Sardines are one of the most popular fish in Rio, after cod. Served fried and intact, they are presented simply with a pinch of salt and a dash of lime, which works perfectly. The best way to eat them is to wait for a vendor to walk past on the beach and grab some fresh. It’s hard to beat eating freshly grilled or fried sardines right next to the sea. Many restaurants and bars throughout Rio sell sardines, especially the smaller, traditional botecos throughout the city.
Popcorn in Rio is not just for the cinema; it’s a popular street snack with many mobile stalls selling their crunchy goods to people as they go about their working days. As with popcorn elsewhere, both salty and sweet options are available. The sweet is particularly sweet with great lashings of caramel. The salty is cooked with chunks of bacon that give the popcorn a distinctive, meaty flavor.

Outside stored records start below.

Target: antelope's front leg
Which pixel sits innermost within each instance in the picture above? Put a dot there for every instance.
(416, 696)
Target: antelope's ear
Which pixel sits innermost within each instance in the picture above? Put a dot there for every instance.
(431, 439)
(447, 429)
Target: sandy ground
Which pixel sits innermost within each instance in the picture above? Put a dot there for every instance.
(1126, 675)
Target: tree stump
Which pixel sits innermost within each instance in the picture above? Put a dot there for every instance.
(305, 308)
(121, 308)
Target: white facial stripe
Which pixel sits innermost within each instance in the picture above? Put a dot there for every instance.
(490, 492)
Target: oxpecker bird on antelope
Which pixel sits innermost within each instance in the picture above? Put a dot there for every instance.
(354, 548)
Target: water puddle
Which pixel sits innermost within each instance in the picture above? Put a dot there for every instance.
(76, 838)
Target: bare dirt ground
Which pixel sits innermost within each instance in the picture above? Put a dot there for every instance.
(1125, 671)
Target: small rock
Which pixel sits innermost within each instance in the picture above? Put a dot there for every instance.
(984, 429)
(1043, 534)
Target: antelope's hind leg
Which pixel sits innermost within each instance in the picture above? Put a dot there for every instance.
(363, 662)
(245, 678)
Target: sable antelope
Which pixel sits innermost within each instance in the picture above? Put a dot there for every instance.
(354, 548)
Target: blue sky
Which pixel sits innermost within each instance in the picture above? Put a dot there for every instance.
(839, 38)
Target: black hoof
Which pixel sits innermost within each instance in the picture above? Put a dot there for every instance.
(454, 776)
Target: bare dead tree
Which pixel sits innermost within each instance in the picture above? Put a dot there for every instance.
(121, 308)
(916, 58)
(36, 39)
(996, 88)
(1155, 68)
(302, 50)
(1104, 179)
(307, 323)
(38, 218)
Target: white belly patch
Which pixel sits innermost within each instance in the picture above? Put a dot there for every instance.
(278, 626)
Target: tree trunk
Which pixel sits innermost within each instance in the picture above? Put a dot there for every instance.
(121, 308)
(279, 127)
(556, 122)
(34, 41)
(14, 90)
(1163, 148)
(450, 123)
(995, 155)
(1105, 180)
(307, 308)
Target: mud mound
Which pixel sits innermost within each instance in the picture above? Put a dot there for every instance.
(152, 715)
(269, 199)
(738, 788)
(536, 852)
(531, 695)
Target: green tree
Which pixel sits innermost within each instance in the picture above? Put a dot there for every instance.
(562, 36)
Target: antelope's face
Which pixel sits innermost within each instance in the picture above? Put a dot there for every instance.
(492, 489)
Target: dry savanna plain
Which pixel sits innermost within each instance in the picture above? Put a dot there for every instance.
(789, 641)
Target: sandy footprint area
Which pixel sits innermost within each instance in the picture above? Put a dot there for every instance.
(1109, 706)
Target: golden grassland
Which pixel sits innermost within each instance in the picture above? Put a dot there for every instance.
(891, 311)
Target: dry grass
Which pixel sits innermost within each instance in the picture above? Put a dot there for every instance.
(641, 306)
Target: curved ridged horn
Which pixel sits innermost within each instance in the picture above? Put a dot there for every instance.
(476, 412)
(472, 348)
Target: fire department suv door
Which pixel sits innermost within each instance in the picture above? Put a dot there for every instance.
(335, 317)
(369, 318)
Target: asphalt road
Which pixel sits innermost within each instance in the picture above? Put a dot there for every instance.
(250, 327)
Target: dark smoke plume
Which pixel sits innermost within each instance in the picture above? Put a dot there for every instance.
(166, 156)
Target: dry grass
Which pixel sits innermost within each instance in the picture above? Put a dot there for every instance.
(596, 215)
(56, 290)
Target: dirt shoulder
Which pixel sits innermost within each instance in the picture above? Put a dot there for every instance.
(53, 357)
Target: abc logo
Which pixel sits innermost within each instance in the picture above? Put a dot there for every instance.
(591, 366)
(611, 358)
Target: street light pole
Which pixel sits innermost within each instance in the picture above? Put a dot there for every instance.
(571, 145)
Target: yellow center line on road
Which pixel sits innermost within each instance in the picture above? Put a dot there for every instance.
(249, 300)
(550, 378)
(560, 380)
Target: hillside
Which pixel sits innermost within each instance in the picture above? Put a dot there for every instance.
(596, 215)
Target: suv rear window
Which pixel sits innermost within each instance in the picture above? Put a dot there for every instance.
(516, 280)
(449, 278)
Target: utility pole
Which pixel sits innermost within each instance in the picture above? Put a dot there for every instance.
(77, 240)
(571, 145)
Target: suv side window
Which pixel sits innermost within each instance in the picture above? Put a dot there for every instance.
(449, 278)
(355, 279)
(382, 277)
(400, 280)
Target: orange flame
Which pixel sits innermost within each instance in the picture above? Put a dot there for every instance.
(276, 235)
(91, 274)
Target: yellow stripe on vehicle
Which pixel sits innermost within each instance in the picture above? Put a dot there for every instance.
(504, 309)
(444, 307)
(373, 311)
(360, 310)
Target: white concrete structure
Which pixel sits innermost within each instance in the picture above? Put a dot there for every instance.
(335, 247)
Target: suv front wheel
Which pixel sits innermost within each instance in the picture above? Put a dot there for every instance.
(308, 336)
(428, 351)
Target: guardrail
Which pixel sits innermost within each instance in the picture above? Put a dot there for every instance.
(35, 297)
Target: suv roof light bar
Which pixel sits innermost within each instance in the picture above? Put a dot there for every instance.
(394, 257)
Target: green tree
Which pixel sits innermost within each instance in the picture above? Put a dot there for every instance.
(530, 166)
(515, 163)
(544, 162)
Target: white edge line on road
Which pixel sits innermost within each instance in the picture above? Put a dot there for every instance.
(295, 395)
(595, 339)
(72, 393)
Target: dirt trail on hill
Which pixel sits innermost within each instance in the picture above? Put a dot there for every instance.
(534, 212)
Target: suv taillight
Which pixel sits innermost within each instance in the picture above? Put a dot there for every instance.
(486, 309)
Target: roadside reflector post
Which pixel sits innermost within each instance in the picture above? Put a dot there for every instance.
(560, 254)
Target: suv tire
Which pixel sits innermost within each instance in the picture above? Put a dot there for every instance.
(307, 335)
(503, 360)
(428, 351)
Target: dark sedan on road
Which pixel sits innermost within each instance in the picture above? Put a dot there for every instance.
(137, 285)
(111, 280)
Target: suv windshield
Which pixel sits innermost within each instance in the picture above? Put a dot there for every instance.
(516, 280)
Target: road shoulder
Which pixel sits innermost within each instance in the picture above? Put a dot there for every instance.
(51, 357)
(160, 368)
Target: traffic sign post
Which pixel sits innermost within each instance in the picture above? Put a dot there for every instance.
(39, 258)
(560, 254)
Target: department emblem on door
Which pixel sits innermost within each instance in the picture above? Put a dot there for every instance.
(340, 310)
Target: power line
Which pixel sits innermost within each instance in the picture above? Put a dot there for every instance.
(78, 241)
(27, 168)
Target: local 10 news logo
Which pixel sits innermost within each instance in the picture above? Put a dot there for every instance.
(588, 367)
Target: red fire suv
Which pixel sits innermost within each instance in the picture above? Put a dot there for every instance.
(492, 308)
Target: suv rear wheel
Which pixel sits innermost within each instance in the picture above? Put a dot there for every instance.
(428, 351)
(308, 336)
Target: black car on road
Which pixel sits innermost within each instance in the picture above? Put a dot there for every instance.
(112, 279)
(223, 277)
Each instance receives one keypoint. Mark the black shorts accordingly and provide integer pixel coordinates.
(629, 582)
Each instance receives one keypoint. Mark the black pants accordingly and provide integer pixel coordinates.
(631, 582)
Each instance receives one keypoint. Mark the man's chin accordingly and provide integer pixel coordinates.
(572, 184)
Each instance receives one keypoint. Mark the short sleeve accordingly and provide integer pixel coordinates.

Chicken hearts are exactly as they are described on the tin: a row of grilled chicken hearts skewered on a wooden stick. For those a bit squeamish when it comes to food, it’s hard to get excited about the thought of eating hearts, yet get past the idea of it and try them, for they are exceptionally good. The texture is firm yet tender, and the taste is a bit on the gamey side. Chicken hearts are common at barbecues and can be bought at any churrascaria (barbecue restaurant) or on the makeshift barbecues on the street.